Auteur : Gideon Levy | Editeur : Walt | Mardi, 24 Juill. 2018 - 21h41

C’est une  communauté qui est devenue puissante, bien connectée et à la mode. Il ne s’agit pas de la communauté arabe, mais LGBT.

Une nouvelle journée de plaisir en perspective : la grève des LGBT. Cela a pris une ampleur jamais vue depuis la protestation contre les prix du  fromage cottage en 2011, mais cette fois, ça a un logo. Pas qu’un seul : une mer de logos. Une pléthore  de marques israéliennes se sont engagées à la soutenir.

La protestation est présentée comme quelque chose de jamais vu auparavant : des dizaines d’entreprises de premier plan laissent leurs employés faire la grève dimanche, avec une implication sociale et une sensibilité impressionnantes. Elles  publient des explications rédigées par leurs cabinets de relations publiques bien payés : on n’avait pas vu ça  depuis la Révolution d’Octobre.

Rosa Luxemburg pour Cellcom, Lech Walesa pour Isracard. Le succès est assuré : ne laissons pas Gaza tout gâcher.

C’est déjà suspect : la chaîne de supermarchés Super-Sol et la protestation ? Le cabinet d’avocats Herzog, Fox & Neeman et la protestation ? Que recherchent exactement ces entreprises avec une grève ? La justice ? L’égalité ?

C’est très drôle. Vont-ils maintenant laisser leurs employés faire la grève pour d’autres raisons, chacun.e pour sa cause préférée ? C’est encore plus drôle. La communauté LGBT a réussi à enrôler l’économie dans sa lutte : la puissance de sa protestation est admirable.

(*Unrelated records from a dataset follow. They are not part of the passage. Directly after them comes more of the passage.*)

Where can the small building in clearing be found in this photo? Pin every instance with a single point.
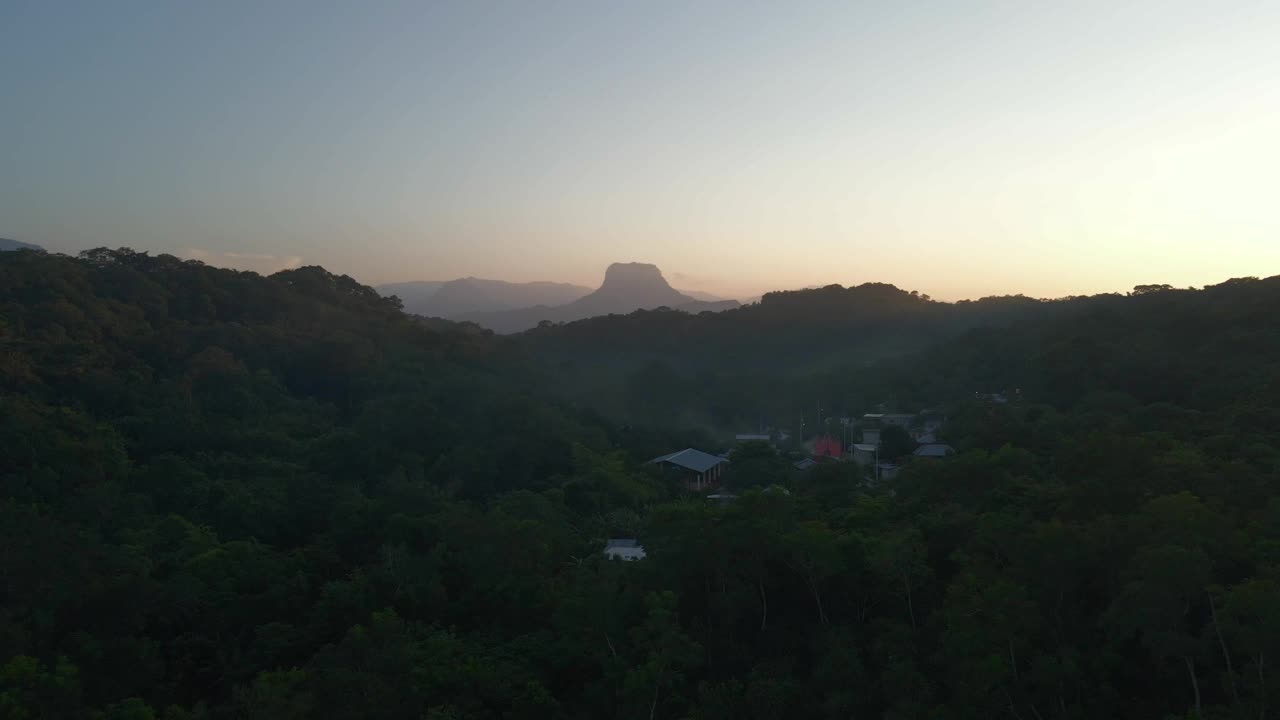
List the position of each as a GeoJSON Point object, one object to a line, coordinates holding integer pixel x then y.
{"type": "Point", "coordinates": [624, 548]}
{"type": "Point", "coordinates": [865, 454]}
{"type": "Point", "coordinates": [695, 468]}
{"type": "Point", "coordinates": [935, 450]}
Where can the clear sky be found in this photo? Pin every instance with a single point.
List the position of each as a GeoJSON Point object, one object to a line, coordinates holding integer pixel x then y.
{"type": "Point", "coordinates": [960, 147]}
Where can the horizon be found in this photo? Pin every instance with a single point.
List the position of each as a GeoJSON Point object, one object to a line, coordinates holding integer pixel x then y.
{"type": "Point", "coordinates": [976, 150]}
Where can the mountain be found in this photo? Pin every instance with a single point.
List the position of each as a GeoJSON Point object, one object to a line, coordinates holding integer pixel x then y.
{"type": "Point", "coordinates": [626, 287]}
{"type": "Point", "coordinates": [478, 295]}
{"type": "Point", "coordinates": [16, 245]}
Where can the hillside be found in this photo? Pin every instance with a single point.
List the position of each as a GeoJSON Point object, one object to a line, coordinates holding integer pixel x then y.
{"type": "Point", "coordinates": [476, 295]}
{"type": "Point", "coordinates": [850, 349]}
{"type": "Point", "coordinates": [626, 287]}
{"type": "Point", "coordinates": [16, 245]}
{"type": "Point", "coordinates": [233, 496]}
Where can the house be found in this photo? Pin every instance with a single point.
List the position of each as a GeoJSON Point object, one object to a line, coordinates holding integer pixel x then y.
{"type": "Point", "coordinates": [865, 454]}
{"type": "Point", "coordinates": [935, 450]}
{"type": "Point", "coordinates": [624, 548]}
{"type": "Point", "coordinates": [827, 446]}
{"type": "Point", "coordinates": [696, 469]}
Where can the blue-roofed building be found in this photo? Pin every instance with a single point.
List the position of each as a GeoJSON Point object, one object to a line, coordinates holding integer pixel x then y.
{"type": "Point", "coordinates": [624, 548]}
{"type": "Point", "coordinates": [695, 468]}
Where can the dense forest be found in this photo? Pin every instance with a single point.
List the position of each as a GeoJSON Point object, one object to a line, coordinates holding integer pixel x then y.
{"type": "Point", "coordinates": [228, 496]}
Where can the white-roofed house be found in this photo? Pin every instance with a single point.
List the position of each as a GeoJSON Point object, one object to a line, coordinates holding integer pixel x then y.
{"type": "Point", "coordinates": [624, 548]}
{"type": "Point", "coordinates": [865, 454]}
{"type": "Point", "coordinates": [935, 450]}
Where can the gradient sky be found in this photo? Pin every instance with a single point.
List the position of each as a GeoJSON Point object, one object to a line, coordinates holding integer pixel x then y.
{"type": "Point", "coordinates": [960, 149]}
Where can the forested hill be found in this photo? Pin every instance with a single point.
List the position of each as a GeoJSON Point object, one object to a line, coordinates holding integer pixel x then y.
{"type": "Point", "coordinates": [848, 350]}
{"type": "Point", "coordinates": [225, 496]}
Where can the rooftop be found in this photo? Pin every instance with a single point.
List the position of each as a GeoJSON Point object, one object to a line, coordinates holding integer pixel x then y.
{"type": "Point", "coordinates": [691, 459]}
{"type": "Point", "coordinates": [933, 450]}
{"type": "Point", "coordinates": [624, 548]}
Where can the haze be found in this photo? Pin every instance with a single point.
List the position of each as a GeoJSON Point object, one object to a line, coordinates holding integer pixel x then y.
{"type": "Point", "coordinates": [960, 149]}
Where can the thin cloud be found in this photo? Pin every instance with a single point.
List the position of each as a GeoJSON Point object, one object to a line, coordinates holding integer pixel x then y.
{"type": "Point", "coordinates": [261, 264]}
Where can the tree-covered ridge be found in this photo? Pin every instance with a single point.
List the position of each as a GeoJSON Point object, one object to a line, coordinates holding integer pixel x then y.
{"type": "Point", "coordinates": [233, 496]}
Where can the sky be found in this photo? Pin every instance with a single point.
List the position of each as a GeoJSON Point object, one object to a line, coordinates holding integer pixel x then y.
{"type": "Point", "coordinates": [960, 149]}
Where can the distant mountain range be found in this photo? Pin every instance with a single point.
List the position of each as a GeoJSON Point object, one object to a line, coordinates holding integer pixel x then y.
{"type": "Point", "coordinates": [627, 287]}
{"type": "Point", "coordinates": [476, 295]}
{"type": "Point", "coordinates": [507, 308]}
{"type": "Point", "coordinates": [16, 245]}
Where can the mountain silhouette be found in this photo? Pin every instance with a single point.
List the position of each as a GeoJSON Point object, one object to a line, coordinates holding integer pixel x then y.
{"type": "Point", "coordinates": [16, 245]}
{"type": "Point", "coordinates": [626, 287]}
{"type": "Point", "coordinates": [435, 299]}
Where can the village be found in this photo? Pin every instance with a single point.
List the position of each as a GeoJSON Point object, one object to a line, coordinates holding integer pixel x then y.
{"type": "Point", "coordinates": [877, 443]}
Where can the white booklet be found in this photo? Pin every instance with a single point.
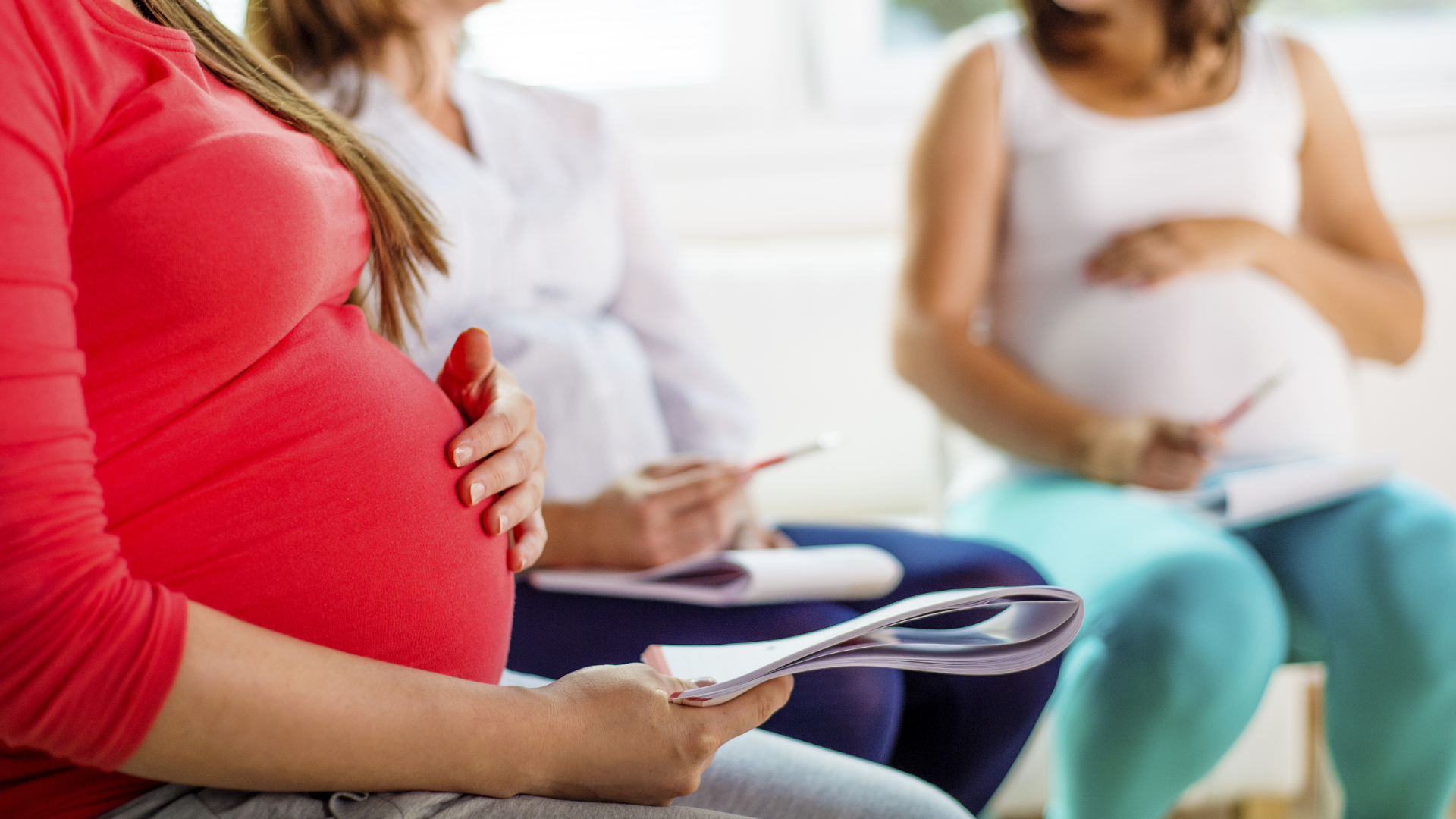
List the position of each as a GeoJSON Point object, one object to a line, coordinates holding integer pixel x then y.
{"type": "Point", "coordinates": [1036, 624]}
{"type": "Point", "coordinates": [1263, 494]}
{"type": "Point", "coordinates": [743, 577]}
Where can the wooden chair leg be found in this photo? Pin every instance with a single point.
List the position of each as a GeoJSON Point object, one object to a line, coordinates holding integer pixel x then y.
{"type": "Point", "coordinates": [1264, 808]}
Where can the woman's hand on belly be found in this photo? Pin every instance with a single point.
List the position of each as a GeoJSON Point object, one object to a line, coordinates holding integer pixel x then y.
{"type": "Point", "coordinates": [1142, 259]}
{"type": "Point", "coordinates": [503, 442]}
{"type": "Point", "coordinates": [1150, 452]}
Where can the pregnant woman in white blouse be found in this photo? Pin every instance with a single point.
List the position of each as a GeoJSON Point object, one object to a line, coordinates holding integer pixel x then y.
{"type": "Point", "coordinates": [554, 249]}
{"type": "Point", "coordinates": [1158, 206]}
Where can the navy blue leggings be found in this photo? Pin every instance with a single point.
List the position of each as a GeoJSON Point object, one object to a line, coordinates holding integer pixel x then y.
{"type": "Point", "coordinates": [960, 733]}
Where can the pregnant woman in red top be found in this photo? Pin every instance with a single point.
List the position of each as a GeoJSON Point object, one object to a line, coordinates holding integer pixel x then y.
{"type": "Point", "coordinates": [232, 548]}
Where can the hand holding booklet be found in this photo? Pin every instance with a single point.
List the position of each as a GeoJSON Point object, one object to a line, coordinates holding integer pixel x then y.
{"type": "Point", "coordinates": [1034, 624]}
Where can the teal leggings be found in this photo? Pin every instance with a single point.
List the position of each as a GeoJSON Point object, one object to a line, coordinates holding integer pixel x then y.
{"type": "Point", "coordinates": [1187, 621]}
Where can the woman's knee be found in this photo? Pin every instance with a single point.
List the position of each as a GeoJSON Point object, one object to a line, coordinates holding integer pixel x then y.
{"type": "Point", "coordinates": [1196, 629]}
{"type": "Point", "coordinates": [1408, 569]}
{"type": "Point", "coordinates": [854, 711]}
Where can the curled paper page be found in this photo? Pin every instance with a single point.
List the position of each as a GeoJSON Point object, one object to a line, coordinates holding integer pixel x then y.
{"type": "Point", "coordinates": [1033, 626]}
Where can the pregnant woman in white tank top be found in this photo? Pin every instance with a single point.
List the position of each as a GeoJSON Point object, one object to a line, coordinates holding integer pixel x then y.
{"type": "Point", "coordinates": [1155, 207]}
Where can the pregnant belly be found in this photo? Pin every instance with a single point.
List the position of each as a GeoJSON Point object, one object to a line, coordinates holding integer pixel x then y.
{"type": "Point", "coordinates": [1193, 349]}
{"type": "Point", "coordinates": [312, 497]}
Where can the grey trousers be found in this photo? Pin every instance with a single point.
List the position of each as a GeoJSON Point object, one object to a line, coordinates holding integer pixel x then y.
{"type": "Point", "coordinates": [759, 776]}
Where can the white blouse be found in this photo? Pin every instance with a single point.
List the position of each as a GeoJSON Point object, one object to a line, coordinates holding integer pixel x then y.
{"type": "Point", "coordinates": [555, 251]}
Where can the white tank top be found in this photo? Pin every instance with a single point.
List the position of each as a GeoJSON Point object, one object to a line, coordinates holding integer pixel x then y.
{"type": "Point", "coordinates": [1193, 347]}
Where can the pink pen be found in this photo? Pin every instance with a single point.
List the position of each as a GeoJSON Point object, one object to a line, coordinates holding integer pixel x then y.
{"type": "Point", "coordinates": [1260, 392]}
{"type": "Point", "coordinates": [827, 441]}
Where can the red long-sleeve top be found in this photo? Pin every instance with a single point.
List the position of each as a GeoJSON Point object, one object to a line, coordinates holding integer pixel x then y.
{"type": "Point", "coordinates": [190, 410]}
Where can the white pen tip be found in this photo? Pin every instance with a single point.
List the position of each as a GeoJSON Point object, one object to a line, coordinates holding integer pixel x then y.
{"type": "Point", "coordinates": [830, 441]}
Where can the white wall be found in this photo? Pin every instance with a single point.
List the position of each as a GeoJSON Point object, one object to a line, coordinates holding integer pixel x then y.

Les priorités de la société israélienne, sa boussole sociale et morale sont à l’ordre du jour. Israël est en grève dimanche, pas pour une question pour laquelle il est urgent de faire grève. Il n’est pas en grève pour un groupe qui est l’un des plus démunis, opprimés ou discriminés. En fait, peu d’autres groupes sont aussi puissants, bien branchés et à la mode que la communauté LGBT. Ses membres ont gagné en puissance honnêtement grâce à leur lutte qui, bien sûr, n’est pas finie.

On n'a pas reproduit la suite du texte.